By David Maynard, from Wokingham Writers’ Group
David is the winner of this month’s Wokingham Writers’ Group short story contest – this is his successful entry
Something creaked. A floorboard perhaps? Shifting his head onto a cooler patch of the unfamiliar pillow, the boy closed his eyes again.
He longed for sleep, willing the tiredness to well up from aching limbs and float him into oblivion. But some primal instinct snatched him back from the brink, the instant he began to…
Crack. What was that? The sound echoed through the old house. Surely, he had dreamed it? Or was somebody – or something – moving around down there?
He lifted his head from the pillow, straining his ears for the shuffling tread on the stairs, but froze, appalled by the rustle of his own movement. His heart thumped, sounding huge in his ears.

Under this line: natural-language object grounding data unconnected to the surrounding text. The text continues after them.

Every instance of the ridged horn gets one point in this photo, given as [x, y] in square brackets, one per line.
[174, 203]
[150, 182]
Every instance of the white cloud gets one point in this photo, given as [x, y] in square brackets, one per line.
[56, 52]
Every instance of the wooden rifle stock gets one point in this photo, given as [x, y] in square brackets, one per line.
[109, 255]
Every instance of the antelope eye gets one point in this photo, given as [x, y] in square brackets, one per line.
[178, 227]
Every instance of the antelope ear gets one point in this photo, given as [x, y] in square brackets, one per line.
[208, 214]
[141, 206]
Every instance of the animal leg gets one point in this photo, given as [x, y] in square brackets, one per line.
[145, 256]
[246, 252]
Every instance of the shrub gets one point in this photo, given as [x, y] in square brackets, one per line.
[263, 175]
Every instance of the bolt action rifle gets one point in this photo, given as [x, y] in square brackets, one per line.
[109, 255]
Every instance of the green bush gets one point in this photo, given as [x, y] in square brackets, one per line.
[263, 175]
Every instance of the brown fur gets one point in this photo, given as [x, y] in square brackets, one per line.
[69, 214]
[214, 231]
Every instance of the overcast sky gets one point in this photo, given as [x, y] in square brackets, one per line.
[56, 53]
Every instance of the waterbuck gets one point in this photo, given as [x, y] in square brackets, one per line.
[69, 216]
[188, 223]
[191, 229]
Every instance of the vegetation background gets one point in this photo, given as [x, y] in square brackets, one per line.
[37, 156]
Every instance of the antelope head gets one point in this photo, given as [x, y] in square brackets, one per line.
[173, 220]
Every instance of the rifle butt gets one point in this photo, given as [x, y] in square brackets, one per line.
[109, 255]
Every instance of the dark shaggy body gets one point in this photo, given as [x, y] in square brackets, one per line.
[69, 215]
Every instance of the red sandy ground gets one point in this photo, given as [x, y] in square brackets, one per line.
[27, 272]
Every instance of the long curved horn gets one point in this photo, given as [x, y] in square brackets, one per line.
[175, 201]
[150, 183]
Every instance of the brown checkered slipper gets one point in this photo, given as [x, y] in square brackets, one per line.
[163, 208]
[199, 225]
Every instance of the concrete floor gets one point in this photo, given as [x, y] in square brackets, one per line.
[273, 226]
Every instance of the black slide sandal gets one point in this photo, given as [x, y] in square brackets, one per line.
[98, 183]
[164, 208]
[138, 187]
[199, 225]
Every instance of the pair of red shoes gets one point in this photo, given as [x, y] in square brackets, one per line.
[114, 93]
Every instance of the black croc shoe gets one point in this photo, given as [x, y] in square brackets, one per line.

Dim moonlight flickered and danced as the patterned curtains shifted in the chill night air. The scent of the moor filled his nose. Hadn’t he checked the window before collapsing into bed? He stared at the shadows, searching for meaning, until they began to leer like skulls, and he screwed his eyes shut.
Traitorous memory supplied fearful images from the day. Cadaver tombs, his father had called them. Skeletons, half-veiled in flesh, reminders of mortality, from an age when life was nasty, brutish and short. Rendered with clammy precision in veined white marble.
The distant howl sliced through his thoughts. His eyes snapped open. An involuntary gasp escaped him.
It came again, closer this time, high and wild in the quiet of the night. The curtains billowed. Tears rolled from his eyes. Whatever it was, it was outside, he told himself. It couldn’t get in. It was just a fox, or a cat, or a…
With a clatter, the sash window of the next room was thrown up.
“Get out of it.” His father’s voice yelled into the darkness. And he was the one who’d said a rural break would be relaxing.